La base del capitalismo es la divergencia, la desigualdad y la diferencia. Todos somos iguales, es decir, distintos.
En la teoría, es un sistema de oportunidades donde todos podemos crecer según nuestro esfuerzo y nuestro trabajo. A través del manejo que los gobiernos le dan a los impuestos y a los activos de propiedad de todos (como las empresas del estado y los recursos naturales) el estado nos ofrece -debería ofrecer- los mínimos obvios de eso que llaman prosperidad como la educación, la salud, la justicia, los servicios públicos o las vías. Además, regula -debería regular- esas posibilidades para que todos tengamos acceso a ese sistema de oportunidades. Se soporta -se debería soportar- en dos pilares: la democracia y el libre mercado, adobados con otras cosas como el libre desarrollo de la personalidad, la libertad de expresión y de culto. En resumen, lo que busca- debería buscar- es que todos seamos, sin joder a nadie. Eso, en el papel. Como con la religión y los lunares, en países como el nuestro, este es el sistema que hemos heredado y en el que hemos vivido. En principio suena bien. Como la religión y los lunares.

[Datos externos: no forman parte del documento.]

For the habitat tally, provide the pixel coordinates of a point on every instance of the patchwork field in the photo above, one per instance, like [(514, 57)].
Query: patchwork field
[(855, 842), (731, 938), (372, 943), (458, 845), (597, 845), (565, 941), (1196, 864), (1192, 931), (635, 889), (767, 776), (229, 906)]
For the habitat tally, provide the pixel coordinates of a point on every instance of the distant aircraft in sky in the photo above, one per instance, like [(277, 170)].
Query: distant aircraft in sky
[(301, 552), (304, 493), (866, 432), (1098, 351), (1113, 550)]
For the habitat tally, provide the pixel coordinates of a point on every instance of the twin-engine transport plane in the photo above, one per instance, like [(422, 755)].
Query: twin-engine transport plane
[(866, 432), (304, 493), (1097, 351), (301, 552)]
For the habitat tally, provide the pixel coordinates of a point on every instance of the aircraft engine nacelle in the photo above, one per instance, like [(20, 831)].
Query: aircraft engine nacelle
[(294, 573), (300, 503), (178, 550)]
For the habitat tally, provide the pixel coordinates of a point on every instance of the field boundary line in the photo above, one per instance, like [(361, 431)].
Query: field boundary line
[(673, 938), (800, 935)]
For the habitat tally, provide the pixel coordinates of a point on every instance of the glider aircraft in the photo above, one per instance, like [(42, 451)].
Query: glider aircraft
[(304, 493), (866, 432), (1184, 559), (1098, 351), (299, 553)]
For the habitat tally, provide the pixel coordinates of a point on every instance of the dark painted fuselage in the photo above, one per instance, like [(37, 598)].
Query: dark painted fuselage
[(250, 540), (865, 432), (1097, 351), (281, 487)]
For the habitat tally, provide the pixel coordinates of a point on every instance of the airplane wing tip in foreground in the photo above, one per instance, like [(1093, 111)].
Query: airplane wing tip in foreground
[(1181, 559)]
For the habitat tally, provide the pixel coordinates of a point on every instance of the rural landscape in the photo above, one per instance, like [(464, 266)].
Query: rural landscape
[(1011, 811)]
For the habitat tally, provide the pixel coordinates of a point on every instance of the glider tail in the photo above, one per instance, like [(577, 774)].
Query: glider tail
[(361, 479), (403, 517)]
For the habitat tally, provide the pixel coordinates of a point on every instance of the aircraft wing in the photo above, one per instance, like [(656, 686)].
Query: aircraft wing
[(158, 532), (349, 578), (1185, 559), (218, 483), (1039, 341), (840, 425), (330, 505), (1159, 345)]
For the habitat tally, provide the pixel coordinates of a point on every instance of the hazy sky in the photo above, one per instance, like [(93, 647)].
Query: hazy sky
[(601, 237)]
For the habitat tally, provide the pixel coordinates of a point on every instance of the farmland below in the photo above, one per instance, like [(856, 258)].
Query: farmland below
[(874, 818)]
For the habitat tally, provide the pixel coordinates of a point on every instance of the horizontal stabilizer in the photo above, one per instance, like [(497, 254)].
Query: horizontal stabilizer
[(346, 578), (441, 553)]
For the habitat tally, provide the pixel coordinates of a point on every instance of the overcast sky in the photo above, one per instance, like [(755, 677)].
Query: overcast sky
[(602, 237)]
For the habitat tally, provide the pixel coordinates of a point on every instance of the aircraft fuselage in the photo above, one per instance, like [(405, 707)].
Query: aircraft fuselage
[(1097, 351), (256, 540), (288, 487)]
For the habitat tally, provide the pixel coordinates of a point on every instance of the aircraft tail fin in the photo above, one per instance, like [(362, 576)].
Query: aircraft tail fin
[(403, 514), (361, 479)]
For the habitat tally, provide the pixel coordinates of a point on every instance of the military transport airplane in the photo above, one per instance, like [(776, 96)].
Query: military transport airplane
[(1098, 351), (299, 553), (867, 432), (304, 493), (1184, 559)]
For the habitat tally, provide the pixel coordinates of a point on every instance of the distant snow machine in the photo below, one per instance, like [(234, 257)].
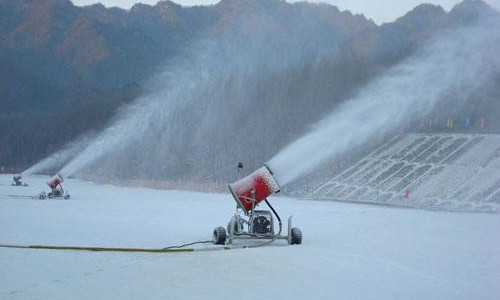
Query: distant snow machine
[(57, 191), (17, 181), (249, 223)]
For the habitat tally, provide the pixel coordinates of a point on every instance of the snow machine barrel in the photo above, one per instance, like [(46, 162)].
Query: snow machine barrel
[(248, 192), (55, 181)]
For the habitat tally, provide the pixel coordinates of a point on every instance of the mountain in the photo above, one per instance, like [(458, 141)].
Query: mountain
[(65, 69)]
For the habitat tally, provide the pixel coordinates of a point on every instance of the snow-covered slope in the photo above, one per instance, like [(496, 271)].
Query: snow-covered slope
[(445, 171), (350, 251)]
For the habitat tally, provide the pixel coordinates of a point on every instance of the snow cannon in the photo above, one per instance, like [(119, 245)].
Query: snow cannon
[(253, 189), (17, 180), (57, 191), (254, 226), (55, 181)]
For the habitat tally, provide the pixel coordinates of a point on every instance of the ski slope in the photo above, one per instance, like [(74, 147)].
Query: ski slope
[(350, 251), (449, 171)]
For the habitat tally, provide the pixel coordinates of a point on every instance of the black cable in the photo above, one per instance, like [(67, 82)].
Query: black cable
[(189, 244)]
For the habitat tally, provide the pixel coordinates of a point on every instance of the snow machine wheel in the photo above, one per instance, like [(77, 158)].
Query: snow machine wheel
[(238, 227), (219, 235), (296, 236)]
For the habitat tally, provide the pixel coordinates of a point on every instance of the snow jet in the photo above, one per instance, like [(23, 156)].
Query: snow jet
[(179, 126), (454, 64), (55, 161)]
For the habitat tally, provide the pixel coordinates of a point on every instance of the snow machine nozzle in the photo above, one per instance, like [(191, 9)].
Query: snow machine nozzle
[(17, 180), (57, 191), (248, 192), (249, 224), (55, 181)]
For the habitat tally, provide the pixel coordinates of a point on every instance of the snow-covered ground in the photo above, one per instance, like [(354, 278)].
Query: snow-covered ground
[(350, 251)]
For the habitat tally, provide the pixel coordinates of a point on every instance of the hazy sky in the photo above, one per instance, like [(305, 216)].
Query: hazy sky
[(378, 10)]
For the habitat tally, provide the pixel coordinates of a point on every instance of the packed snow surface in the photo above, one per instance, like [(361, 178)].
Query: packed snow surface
[(350, 251)]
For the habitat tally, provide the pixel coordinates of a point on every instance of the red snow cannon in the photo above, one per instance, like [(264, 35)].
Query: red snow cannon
[(248, 192), (55, 181)]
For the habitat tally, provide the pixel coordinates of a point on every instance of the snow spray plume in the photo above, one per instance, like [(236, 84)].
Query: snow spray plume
[(182, 124), (454, 63), (59, 158)]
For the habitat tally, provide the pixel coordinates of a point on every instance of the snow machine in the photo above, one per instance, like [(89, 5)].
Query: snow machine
[(17, 181), (248, 223), (57, 191)]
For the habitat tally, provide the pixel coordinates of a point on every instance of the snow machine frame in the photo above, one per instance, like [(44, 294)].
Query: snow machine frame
[(17, 180), (251, 224), (57, 191)]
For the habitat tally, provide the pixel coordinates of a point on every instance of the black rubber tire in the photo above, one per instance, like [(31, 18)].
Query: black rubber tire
[(219, 236), (296, 236)]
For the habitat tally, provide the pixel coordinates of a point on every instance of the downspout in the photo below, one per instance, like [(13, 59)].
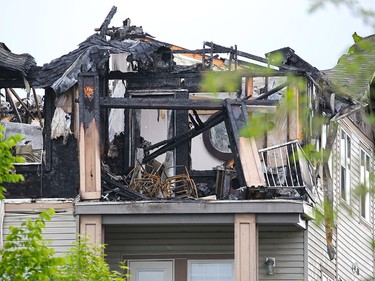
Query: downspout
[(328, 190)]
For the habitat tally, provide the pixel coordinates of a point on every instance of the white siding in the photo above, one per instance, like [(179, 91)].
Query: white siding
[(60, 231), (353, 233), (286, 245)]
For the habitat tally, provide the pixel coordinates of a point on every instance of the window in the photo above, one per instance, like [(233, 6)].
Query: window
[(345, 148), (365, 183), (213, 270), (325, 277)]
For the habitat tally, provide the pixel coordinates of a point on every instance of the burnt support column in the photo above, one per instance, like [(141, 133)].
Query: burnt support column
[(245, 247), (89, 135), (182, 126)]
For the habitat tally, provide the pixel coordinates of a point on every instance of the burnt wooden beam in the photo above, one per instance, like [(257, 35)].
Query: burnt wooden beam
[(159, 103), (159, 80), (174, 142), (272, 91), (235, 119), (89, 133), (172, 103), (104, 26)]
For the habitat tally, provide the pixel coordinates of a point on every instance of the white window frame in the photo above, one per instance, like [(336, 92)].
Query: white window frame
[(190, 262), (364, 179), (345, 166), (326, 277)]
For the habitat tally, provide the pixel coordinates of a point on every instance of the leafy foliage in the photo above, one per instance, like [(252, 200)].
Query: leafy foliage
[(7, 160), (86, 261), (26, 255)]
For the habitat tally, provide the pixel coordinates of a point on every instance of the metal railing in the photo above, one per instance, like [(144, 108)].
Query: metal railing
[(282, 167)]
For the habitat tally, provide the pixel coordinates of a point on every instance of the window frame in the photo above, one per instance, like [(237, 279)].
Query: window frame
[(364, 180)]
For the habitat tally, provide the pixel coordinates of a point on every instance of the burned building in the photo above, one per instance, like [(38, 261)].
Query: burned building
[(148, 160)]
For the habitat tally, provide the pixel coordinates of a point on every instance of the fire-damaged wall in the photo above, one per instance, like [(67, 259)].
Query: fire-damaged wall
[(61, 181), (57, 175)]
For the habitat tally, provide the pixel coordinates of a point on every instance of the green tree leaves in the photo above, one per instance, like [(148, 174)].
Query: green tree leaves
[(26, 256)]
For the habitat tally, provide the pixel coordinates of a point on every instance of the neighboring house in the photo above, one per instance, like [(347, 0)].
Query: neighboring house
[(139, 154), (352, 164)]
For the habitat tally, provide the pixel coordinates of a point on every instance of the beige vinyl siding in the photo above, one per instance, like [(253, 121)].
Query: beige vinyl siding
[(353, 235), (286, 245), (60, 231), (167, 240)]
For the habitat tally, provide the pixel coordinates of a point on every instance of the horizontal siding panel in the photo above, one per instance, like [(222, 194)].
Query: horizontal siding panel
[(286, 245), (60, 232)]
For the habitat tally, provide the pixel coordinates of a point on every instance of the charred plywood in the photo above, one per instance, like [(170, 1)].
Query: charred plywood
[(62, 181)]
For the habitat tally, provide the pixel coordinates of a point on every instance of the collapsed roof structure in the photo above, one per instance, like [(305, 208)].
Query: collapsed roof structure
[(128, 118)]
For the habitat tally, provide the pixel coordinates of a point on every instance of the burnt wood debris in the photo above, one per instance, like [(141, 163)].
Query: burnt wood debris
[(74, 114)]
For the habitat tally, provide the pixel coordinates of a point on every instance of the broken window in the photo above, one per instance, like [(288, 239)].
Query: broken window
[(21, 113)]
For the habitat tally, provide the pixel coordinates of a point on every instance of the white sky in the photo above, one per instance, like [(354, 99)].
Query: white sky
[(48, 29)]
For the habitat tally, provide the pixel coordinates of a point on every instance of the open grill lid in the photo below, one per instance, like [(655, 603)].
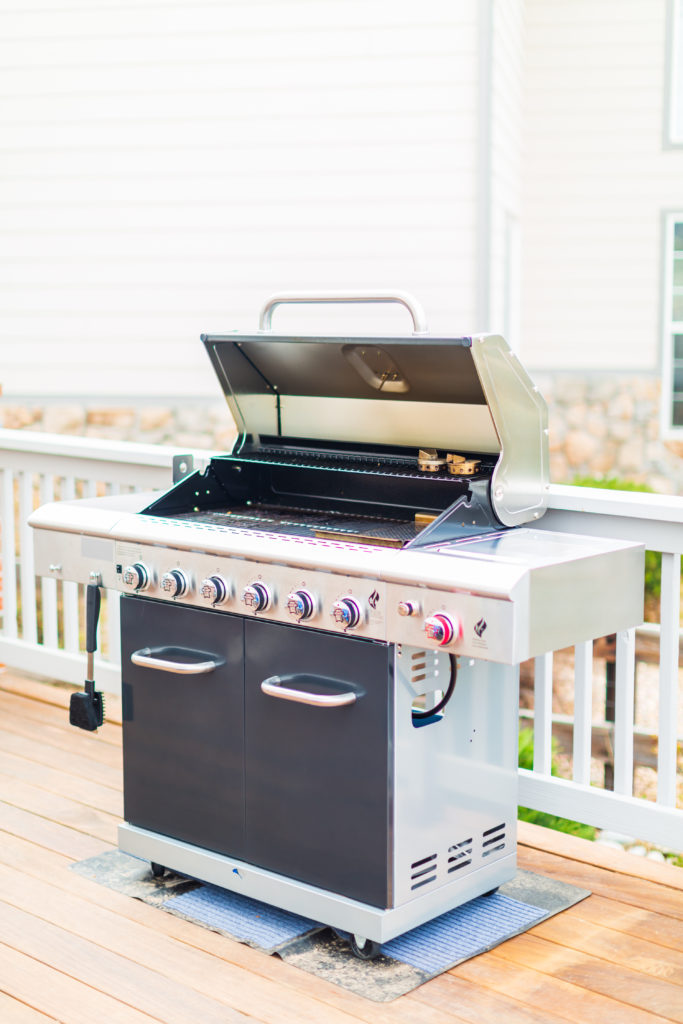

El capitalismo se soporta -se debería soportar- en dos pilares: la democracia y el libre mercado.
Sin embargo, la cosa se pervierte cuando el estado es débil, los gobiernos son ineptos y los individuos se llenan de codicia y ambición. En Colombia, si no es salvaje, no es capitalismo y por eso, nos sobran los políticos ladrones, los ciudadanos indolentes, los mesías de vereda, los curas pervertidos y los líderes sin peso. Nuestro primer producto de exportación es el odio, seguido de la envidia. Nos excede el afán por escalar, por ser lo que no somos, por hablar más de lo que hacemos. Somos arribistas, resentidos, banales, perezosos, avivatos, superfluos, individualistas, criticones, tapados y celosos.
Nuestro primer producto de exportación es el odio, seguido de la envidia.
Pensamos que la solución está en los otros, así como las culpas. Nos gustan las arengas, los memes, las burlas, el matoneo y la indolencia. Somos pesimistas porque creemos que ya tocamos fondo, pero también somos ingenuos, porque soñamos con un país distinto, sin que hagamos nada para merecerlo, solamente porque Dios lo quiere así o porque pronto llegará alguien que nos salve. En resumen y parafraseando a Benedetti, (Mario, no Armandito) “estamos jodidos y radiantes, quizá más lo primero, que lo segundo y también viceversa”.